WebCritic Revisited

As I mentioned in my last post I rewrote one of my personal apps (WebCritic) to use Web::Simple over the Thanksgiving holiday. It was exciting, writing one of the first apps to use the brand new Web::Simple. Of course, that also meant that I had to read incomplete doc, deal with examples that didn’t work, and in general just deal with the whole hassle of an immature project. Of course that was rewarding though, because I got a chance to help beef up the doc some, fix the broken examples, and convince mst to add a basic feature that will allow me to run the server standalone.

There are two cool, unqiue features of Web::Simple that I’ve used so far. The first is the use of HTML::Tags, which is undocumented so far, but super easy to use. See my last, and already linked to, post for an example of that one. Or if you are curious see my use of it. The nice thing is that I can write my html all nicely formatted or whatever, and the server outputs it without extraneous whitespace.

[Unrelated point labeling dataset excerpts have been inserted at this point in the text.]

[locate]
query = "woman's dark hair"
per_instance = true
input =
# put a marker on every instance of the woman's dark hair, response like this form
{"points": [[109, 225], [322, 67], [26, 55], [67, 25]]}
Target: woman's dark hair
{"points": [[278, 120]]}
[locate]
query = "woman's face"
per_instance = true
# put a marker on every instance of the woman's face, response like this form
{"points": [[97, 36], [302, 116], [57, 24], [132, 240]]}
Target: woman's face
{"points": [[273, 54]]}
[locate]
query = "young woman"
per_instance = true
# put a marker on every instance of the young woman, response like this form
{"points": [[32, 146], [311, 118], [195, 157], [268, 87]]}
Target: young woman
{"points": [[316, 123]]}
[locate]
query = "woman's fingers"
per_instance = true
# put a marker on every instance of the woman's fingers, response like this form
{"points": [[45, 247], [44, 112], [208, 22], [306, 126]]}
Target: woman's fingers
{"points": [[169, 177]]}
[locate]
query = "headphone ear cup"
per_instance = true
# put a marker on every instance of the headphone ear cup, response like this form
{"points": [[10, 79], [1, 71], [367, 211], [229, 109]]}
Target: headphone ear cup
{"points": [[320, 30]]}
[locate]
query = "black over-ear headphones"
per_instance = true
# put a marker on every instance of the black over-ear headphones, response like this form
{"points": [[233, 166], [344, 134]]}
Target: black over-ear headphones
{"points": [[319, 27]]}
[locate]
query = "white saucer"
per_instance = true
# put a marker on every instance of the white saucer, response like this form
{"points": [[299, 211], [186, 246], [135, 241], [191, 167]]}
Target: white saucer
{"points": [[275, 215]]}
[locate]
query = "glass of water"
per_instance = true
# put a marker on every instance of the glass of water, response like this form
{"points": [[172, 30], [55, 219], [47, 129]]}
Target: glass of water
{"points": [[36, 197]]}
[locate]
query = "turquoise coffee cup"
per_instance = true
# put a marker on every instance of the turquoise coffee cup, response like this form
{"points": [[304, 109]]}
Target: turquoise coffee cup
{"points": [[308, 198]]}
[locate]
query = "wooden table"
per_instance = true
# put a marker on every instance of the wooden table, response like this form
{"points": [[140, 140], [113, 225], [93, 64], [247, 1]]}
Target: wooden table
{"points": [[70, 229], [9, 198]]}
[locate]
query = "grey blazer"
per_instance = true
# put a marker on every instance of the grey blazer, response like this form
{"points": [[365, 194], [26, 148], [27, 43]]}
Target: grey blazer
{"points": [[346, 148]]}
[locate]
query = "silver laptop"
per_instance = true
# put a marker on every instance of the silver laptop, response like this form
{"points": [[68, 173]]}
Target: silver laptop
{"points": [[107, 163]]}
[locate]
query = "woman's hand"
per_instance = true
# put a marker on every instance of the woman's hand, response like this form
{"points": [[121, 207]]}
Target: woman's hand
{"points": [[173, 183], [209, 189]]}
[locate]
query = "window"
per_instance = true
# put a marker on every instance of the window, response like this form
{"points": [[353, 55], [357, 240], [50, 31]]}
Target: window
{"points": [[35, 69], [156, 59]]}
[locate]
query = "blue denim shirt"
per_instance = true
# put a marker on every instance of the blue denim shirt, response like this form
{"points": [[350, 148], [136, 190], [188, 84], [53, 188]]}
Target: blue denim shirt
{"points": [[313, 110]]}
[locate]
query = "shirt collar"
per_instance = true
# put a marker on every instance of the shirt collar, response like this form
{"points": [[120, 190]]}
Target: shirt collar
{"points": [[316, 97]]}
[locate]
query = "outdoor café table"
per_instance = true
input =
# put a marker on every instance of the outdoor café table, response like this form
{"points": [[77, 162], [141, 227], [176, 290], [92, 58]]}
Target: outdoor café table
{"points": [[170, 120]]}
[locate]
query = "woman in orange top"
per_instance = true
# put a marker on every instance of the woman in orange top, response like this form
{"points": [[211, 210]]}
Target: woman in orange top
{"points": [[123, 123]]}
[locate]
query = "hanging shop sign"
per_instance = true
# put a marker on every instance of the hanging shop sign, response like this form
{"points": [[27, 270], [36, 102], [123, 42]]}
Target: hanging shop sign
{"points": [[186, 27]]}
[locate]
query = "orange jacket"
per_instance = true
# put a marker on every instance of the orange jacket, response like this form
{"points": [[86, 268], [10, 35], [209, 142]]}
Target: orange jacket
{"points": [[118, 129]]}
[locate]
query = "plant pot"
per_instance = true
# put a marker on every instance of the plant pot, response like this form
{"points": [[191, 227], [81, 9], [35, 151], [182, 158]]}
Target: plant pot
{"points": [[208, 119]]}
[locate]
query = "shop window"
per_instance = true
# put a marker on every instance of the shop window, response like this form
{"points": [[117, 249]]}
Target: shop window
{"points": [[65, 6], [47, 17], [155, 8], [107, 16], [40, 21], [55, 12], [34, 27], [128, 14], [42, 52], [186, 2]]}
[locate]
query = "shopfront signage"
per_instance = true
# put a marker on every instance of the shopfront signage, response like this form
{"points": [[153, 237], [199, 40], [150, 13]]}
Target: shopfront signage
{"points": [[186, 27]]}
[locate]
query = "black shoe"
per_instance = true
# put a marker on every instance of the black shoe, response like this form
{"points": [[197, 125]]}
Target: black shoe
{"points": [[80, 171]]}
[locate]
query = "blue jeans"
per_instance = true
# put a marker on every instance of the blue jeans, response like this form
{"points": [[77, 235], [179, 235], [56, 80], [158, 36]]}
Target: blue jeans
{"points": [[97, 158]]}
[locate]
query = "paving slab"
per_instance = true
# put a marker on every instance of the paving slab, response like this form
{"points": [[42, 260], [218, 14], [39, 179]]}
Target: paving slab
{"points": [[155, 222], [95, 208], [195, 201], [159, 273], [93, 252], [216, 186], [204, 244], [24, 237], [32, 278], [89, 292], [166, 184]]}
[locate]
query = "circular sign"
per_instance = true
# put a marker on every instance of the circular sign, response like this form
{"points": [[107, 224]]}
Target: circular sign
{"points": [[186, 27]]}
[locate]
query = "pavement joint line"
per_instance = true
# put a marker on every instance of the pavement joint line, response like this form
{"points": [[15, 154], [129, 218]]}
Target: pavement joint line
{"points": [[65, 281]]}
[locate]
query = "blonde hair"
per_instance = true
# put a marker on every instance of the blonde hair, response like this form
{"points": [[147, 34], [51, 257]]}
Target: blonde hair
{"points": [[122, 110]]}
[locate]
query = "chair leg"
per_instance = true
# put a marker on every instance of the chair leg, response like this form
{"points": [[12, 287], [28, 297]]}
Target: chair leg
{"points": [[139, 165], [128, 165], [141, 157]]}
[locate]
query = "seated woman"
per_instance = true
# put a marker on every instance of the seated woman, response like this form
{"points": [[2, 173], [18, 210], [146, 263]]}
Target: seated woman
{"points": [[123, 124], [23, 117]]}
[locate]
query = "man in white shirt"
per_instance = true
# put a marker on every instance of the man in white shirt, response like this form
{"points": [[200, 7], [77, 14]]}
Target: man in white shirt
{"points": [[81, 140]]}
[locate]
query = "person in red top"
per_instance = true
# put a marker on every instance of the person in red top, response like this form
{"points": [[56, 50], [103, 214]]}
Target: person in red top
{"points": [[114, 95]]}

The other feature I’ve used allows really dumb, static serving for a Web::Simple app. Normally that would be discouraged, but because my app is meant to be run by devs from the commandline I kinda need this. Check it out:

dispatch {
   sub (/) { ... },
   sub (/criticisms) { ... },
   sub (/static/**) {
      my $file = $_[1];
      open my $fh, '<', "static/$file" or return [ 404, [ 'Content-type', 'text/html' ], [ 'file not found']];
      local $/ = undef;
      my $data = <$fh>;
      close $fh or return [ 500, [ 'Content-type', 'text/html' ], [ 'Internal Server Error'] ];
      [ 200, [ 'Content-type' => 'text/html' ], [ $data ] ]

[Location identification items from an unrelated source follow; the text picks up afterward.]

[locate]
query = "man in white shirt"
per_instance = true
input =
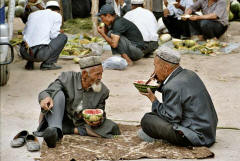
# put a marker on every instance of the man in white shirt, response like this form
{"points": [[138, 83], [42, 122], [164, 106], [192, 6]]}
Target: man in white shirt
{"points": [[42, 39], [146, 23], [172, 17]]}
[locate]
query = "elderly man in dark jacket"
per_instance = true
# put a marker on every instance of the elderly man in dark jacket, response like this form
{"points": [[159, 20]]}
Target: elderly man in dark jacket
{"points": [[186, 115], [64, 100]]}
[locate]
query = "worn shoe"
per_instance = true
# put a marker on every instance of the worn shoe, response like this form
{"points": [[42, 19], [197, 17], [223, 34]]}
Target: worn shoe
{"points": [[32, 143], [50, 136], [19, 139], [29, 65], [52, 66], [142, 135]]}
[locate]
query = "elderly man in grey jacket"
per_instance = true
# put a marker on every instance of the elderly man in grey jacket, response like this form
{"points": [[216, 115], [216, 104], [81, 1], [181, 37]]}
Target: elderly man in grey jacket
{"points": [[64, 100], [186, 115]]}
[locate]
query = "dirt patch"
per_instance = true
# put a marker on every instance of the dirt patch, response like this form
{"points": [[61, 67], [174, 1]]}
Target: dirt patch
{"points": [[124, 147]]}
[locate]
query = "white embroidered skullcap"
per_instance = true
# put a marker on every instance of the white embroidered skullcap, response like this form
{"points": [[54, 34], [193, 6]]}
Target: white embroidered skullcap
{"points": [[90, 61], [169, 55]]}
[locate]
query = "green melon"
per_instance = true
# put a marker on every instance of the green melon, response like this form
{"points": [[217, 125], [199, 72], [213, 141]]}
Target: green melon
{"points": [[22, 3], [19, 11], [92, 115], [6, 11], [230, 16], [6, 2], [235, 7], [189, 43]]}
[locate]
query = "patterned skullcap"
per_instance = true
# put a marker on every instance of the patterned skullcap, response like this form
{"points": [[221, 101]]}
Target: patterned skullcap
{"points": [[90, 61], [169, 55]]}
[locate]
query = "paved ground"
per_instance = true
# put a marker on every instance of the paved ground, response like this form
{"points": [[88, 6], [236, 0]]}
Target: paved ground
{"points": [[221, 75]]}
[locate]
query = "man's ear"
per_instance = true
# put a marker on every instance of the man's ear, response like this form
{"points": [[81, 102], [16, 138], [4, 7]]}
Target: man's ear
{"points": [[84, 74]]}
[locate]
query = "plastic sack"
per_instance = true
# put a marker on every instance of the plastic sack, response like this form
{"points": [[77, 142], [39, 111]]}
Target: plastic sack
{"points": [[115, 63]]}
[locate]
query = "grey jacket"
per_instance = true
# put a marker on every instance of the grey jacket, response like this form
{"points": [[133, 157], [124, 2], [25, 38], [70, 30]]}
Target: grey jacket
{"points": [[70, 84], [188, 106], [125, 9]]}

So basically the static matcher just reads in a file under the static location and spits it back out. I haven’t checked what happens if you put ‘..’ in the path or anything like that, but again, this is for local usage, so I won’t stress much over it.

And because Web::Simple isn’t really geared to be a standalone server, I also redid the view part, which was entirely ExtJS, to use jQuery. Basically to use the Ext Grid I was loading the largish Ext javascript, the Ext css, and numerous images. jQuery really solves different, more basic problems, whereas Ext is an entire UI framework. I love Ext and think that all commercial, large scale projects should consider it. On the other hand, Ext has a weird license which makes me nervous including it in an OS project. Technically that’s ok, but if someone were to use my OS app to make money, I think they might have to pay the Ext people, which doesn’t sit nicely with me. Also it’s a huge framework that I was using probably 5% of for my project.

So instead of using the Ext Grid I just have a sortable table with columns that can be toggled. I do still miss the qtip (nice mouseover text) and general organization that I got from using the Ext framework, but I think the former can probably be solved with some research, and the latter is just my lack of knowledge coding “bare metal” javascript. Of course it’s not really bare metal since I’m using jQuery, but it’s certainly much closer.

In general this has been a lot of fun. Normally I’m a fan of large frameworks. At work we use (and I love!) ExtJS, Catalyst, Moose, and DBIx::Class. All of them (except maybe DBIx::Class) are probably the largest frameworks in their respective fields. But I get some perverse pleasure (and I do mean perverse) from using such a minimalistic toolset. I’d say that the switch to jQuery was warranted as Ext can significantly slow down the browser. The switch to Web::Simple over CGIApp was pretty much just for fun, but I learned a lot, and that’s certainly worth something.

Lastly, since revisiting this I realize that I should release it to CPAN. Once it’s complete (which depends on the next release of Web::Simple) I’ll release it. I’d expect my end of that to be done before the end of the week. As for Web::Simple, I’m not sure what else needs to be done to consider it release worthy, but I’ll be doing what I can to make that happen as well.